Read a data file into a tibble and log data access on GitHub

This is a wrapper around any specified function for reading in data files. Upon accessing the data file, it checks the file against the history of previously accessed data files (through its MD5 hash) to assess whether it constitutes first-time access to the data. If so, it automatically logs this event on GitHub (after prompting the user).
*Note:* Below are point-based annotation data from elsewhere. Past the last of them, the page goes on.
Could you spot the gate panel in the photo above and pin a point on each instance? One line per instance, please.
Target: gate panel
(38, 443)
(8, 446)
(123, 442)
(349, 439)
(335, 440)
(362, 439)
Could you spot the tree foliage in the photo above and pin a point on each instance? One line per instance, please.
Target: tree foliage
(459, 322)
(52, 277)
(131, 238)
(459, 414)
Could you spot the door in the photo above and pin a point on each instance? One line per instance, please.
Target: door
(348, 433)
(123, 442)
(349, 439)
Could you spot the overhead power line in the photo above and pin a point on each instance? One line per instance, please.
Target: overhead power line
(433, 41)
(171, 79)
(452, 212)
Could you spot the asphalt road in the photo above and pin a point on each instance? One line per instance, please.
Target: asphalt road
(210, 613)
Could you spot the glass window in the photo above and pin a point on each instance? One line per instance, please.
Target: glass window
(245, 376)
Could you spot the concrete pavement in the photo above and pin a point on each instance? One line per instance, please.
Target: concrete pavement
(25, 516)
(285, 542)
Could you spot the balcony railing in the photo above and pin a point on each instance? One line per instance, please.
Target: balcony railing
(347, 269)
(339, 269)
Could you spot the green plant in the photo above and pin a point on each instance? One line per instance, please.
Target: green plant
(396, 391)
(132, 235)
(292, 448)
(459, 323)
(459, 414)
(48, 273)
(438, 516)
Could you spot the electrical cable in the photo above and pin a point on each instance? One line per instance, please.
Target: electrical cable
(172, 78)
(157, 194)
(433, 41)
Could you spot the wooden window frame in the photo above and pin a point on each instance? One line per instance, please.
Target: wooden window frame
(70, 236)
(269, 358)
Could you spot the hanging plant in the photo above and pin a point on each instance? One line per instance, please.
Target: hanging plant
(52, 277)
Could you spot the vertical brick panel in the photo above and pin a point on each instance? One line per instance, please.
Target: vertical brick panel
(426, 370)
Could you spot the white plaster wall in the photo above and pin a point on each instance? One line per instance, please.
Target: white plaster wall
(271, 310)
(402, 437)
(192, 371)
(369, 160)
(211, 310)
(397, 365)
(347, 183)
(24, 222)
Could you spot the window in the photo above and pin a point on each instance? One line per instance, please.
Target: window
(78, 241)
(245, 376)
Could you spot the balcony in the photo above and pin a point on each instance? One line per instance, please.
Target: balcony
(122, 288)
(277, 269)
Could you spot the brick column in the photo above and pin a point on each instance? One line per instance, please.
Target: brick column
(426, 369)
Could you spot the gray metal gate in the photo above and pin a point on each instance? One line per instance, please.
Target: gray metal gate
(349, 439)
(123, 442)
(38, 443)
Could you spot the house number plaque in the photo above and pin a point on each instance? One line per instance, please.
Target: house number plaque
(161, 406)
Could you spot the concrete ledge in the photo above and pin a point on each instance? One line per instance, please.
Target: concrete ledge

This is useful if you want to show in your log that you accessed parts of your data in a particular order (e.g., you first accessed your independent variables to establish an analysis plan and only then accessed your dependent variables).

Usage

read_data(
  file,
  read_fun,
  col_select = NULL,
  row_filter = NULL,
  row_shuffle = NULL,
  long_format = FALSE,
  seed = 3985843,
  ...
)

Arguments

file: Either a path to a file, a connection, or literal data (either a single string or a raw vector).
read_fun: The name of a function to read data. for 'readr' functions, you only have to specify the function name (e.g., `read_csv()`). If you use a function from another package, name the package explicitly (e.g., `haven::read_spss()`).
col_select: Columns to include in the results. You can use the same mini-language as `dplyr::select()` to refer to the columns by name. Use `c()` to use more than one selection expression. Although this usage is less common, col_select also accepts a numeric column index. See ?tidyselect::language for full details on the selection language.
row_filter: Optional rows to include in the results. Uses `dplyr::filter()`.
row_shuffle: Optional variables to randomly shuffle.
long_format: Logical indicating whether the data are in long format (only relevant when shuffling variables using row_shuffle).
seed: integer used for replicability purposes when randomly shuffling data.
...: Additional arguments for the read function.

Value

A `tibble()`. Side effects are committing and pushing the updated MD5 hash overview to GitHub in case of first-time data access.